What is a punctuation character?

Malcolm Wallace malcolm.wallace at me.com
Sat Mar 17 00:00:23 CET 2012


>> no purpose to a completely overlapping category unless it is intended to
>> relate to an earlier standard (say Haskell 1.4).

I believe all Haskell Reports, even since 1.0, have specified that the language "uses" Unicode.  If it helps to bring perspective to this discussion, it is my impression that the initial designers of Haskell did not know very much about Unicode, but wanted to avoid the trap of being stuck with ASCII-only, and so decided to reference "whatever Unicode does", as the most obvious and unambiguous way of not having to think about (or specify) these lexical issues themselves.

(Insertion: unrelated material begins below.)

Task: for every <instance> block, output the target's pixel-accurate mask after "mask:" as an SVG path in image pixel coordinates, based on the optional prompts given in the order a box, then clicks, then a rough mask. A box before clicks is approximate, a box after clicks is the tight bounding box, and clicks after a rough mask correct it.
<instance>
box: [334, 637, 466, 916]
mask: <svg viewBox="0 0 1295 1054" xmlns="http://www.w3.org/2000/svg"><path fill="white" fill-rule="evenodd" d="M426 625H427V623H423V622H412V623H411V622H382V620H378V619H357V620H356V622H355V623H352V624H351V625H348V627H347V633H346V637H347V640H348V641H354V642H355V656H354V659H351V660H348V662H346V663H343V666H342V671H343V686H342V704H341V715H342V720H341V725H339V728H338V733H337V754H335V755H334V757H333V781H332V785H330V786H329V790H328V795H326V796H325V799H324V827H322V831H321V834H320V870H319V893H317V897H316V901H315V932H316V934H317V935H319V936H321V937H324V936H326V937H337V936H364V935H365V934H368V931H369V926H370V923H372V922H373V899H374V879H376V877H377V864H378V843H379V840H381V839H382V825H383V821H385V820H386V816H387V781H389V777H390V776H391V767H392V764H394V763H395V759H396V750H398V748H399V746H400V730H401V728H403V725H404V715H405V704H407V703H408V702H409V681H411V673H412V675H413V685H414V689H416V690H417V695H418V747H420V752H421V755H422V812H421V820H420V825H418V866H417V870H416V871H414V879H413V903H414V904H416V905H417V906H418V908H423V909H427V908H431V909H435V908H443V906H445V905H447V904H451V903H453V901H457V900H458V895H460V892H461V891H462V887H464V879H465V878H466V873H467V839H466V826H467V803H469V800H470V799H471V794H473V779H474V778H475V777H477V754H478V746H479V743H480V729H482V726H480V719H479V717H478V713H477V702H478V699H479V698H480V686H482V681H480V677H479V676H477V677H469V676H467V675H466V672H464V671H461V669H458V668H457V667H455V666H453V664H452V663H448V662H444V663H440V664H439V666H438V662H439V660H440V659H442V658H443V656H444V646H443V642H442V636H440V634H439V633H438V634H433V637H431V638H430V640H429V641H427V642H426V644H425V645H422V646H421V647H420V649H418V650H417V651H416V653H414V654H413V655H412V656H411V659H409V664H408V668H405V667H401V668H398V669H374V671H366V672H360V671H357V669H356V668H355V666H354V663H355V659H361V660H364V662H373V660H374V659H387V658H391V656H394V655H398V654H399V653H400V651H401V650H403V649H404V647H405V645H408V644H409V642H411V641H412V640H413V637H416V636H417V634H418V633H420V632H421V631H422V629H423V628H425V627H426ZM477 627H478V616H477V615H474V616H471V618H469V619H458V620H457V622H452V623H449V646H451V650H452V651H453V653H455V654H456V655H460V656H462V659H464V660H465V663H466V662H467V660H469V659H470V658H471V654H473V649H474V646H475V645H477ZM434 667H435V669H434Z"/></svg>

> One of the underlying questions is: what is the concrete syntax of a
> Unicode character in a Haskell program?  Note that Chapter 2 goes to a great pain to
> specify the ASCII concrete syntax.

In my view, the Haskell Report is deliberately agnostic on concrete syntax for Unicode, believing that to be outside the scope of a programming language standard, whilst entirely within the scope of the Unicode standards body.  Seeing as there are (in practice) numerous concrete representations of Unicode (UTF-8 and other encodings), it is largely up to individual compiler implementations which encodings they support for (a) source text, and (b) input/output at runtime.